How to Do A/B Testing: 15 Steps for the Perfect Split Test
What is A/B testing?
A/B testing, also known as split testing, is a marketing experiment wherein you split your audience to test variations on a campaign and determine which performs better. In other words, you can show version A of a piece of marketing content to one half of your audience and version B to another.
Why is A/B testing important?
A/B testing has many benefits to a marketing team, depending on what you decide to test. For example, there is a limitless list of items you can test to determine the overall impact on your bottom line. But you shouldn’t sleep on using A/B testing to find out exactly what your audience responds best to either. Let’s learn more.
How does A/B testing work?
To run an A/B test, you need to create two different versions of one piece of content, with changes to a single variable.
Then, you’ll show these two versions to two similarly-sized audiences and analyze which one performed better over a specific period. But remember, the testing period should be long enough to make accurate conclusions about your results.
A/B testing helps marketers observe how one version of a piece of marketing content performs alongside another. Here are two types of A/B tests you might conduct to increase your website’s conversion rate.
1. Pick one variable to test.
As you optimize your web pages and emails, you’ll find there are many variables you want to test. But to evaluate effectiveness, you’ll want to isolate one independent variable and measure its performance. Otherwise, you can’t be sure which variable was responsible for changes in performance. You can test more than one variable for a single web page or email — just be sure you’re testing them one at a time.
To determine your variable, look at the elements in your marketing resources and their possible alternatives for design, wording, and layout. You may also test email subject lines, sender names, and different ways to personalize your emails. Keep in mind that even simple changes, like changing the image in your email or the words on your CTA button, can drive big improvements. In fact, these sorts of changes are usually easier to measure than the bigger ones.
2. Identify your goal.
Although you’ll measure several metrics during any one test, choose a primary metric to focus on before you run the test. In fact, do it before you even set up the second variation.

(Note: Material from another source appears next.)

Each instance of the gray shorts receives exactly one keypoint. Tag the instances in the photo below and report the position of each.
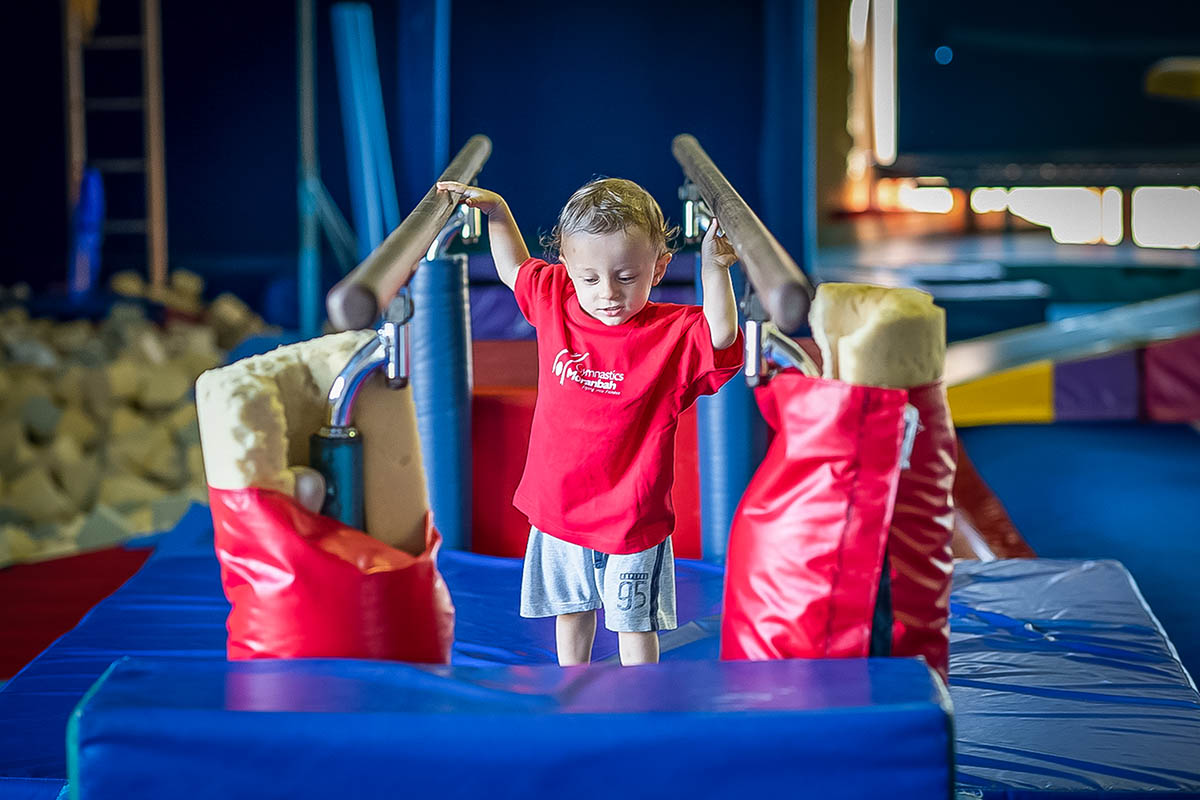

This is your dependent variable, which changes based on how you manipulate the independent variable. Think about where you want this dependent variable to be at the end of the split test. You might even state an official hypothesis and examine your results based on this prediction. If you wait until afterward to think about which metrics are important to you, what your goals are, and how the changes you’re proposing might affect user behavior, then you may not set up the test in the most effective way.
3. Create a ‘control’ and a ‘challenger.’
You now have your independent variable, your dependent variable, and your desired outcome. Use this information to set up the unaltered version of whatever you’re testing as your control scenario. If you’re testing a web page, this is the unaltered page as it exists already. If you’re testing a landing page, this would be the landing page design and copy you would normally use.
From there, build a challenger — the altered website, landing page, or email that you’ll test against your control. For example, if you’re wondering whether adding a testimonial to a landing page would make a difference in conversions, set up your control page with no testimonials. Then, create your challenger with a testimonial.
4. Split your sample groups equally and randomly.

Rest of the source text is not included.